En el desempeño de nuestras funciones gerenciales, el desarrollo de nuestro equipo de trabajo es fundamental. Del trabajo en equipo emanan los resultados extraordinarios, la sinergia, la creatividad, la innovación, el desempeño superior, el compromiso, la sana competencia, la confianza, el aprendizaje permanente y la excelencia.

La formación que hemos recibido desde pequeños no ha sido expresamente una que nos haya permitido desarrollar habilidades de trabajo en equipo. Muy por el contrario. Las carpetas en las aulas del colegio estaban en filas, eran individuales en su mayoría. Se premiaba al mejor. Se estimulaba la competencia entre los alumnos y pocas veces la de los equipos. La vida universitaria no dista mucho de la del colegio en ese sentido. Cuando entramos a nuestro primer puesto laboral nos ponen en mesas de trabajo y nos exigen desarrollar esas competencias porque permiten alcanzar resultados superiores, según nos dicen. Cuando llegamos a nuestro primer puesto jefatural entendemos la complejidad de ese proceso de desarrollo.

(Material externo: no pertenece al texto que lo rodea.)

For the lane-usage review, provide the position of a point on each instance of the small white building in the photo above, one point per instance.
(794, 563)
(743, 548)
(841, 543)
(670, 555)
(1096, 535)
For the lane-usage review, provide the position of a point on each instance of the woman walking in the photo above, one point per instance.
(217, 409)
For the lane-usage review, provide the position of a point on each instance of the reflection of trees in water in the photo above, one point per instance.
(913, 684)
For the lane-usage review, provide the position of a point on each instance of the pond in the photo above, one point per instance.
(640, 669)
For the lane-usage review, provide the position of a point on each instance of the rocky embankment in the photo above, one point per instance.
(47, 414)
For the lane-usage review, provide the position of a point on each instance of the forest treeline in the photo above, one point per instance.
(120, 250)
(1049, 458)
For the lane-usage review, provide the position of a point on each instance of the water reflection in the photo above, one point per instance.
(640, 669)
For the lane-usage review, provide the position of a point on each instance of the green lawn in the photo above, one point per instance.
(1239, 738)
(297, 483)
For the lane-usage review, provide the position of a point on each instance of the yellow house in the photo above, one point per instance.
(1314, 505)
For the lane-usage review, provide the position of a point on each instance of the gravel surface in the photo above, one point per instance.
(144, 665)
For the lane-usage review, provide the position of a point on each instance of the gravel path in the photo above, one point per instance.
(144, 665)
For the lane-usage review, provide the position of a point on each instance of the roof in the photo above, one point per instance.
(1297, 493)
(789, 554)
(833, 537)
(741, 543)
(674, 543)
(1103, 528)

Los equipos pasan por varias etapas de madurez: de grupo a pseudoequipo, a equipo potencial, a equipo real y finalmente a equipo de alto rendimiento. El arte del liderazgo y de una gerencia talentosa consiste en llevar a tu equipo lo más rápido posible de un grupo a un equipo de alto rendimiento.

Ante este desafío, una de las propuestas más efectivas por lo eficiente y eficaz se llama coaching de equipos. El coaching ejecutivo individual en el puesto de trabajo es aquella actividad que un gerente practica con la finalidad de desarrollar competencias organizacionales en sus reportes directos. Dentro de esas competencias puede estar la de trabajo en equipo. Sin embargo, trabajar en equipo y desarrollar competencias de trabajo en equipo en una persona pueden terminar siendo dos cosas totalmente distintas. El mundo sistémico del trabajo en equipo sólo se entiende y se aprende viviendo una experiencia. Trabajar en equipo y alcanzar resultados pueden ser también dos cosas totalmente diferentes. Trabajar en equipo, aprender de liderazgo, desarrollar competencias para el puesto de trabajo, impactar la cultura de la organización y además alcanzar los resultados organizacionales exigen una metodología muy particular. Esta metodología fue mencionada en mi artículo anterior  y se llama Action Reflection Learning –ARL. Como lo dijimos anteriormente, el ARL es una modalidad de aprendizaje que consiste en ‘aprender en la acción’, con experiencias de casos concretos.
¿Cómo se diferencia el ARL de otras metodologías de aprendizaje?

Al aplicar las técnicas de esta metodología a través del coaching de equipos el gerente se ha convertido en un experto en desarrollo de equipos, en un coach. Con ello logrará obtener resultados superiores en el largo plazo y dar las pautas para que su empresa se convierta en una organización aprendiente y lidere la innovación en el sector.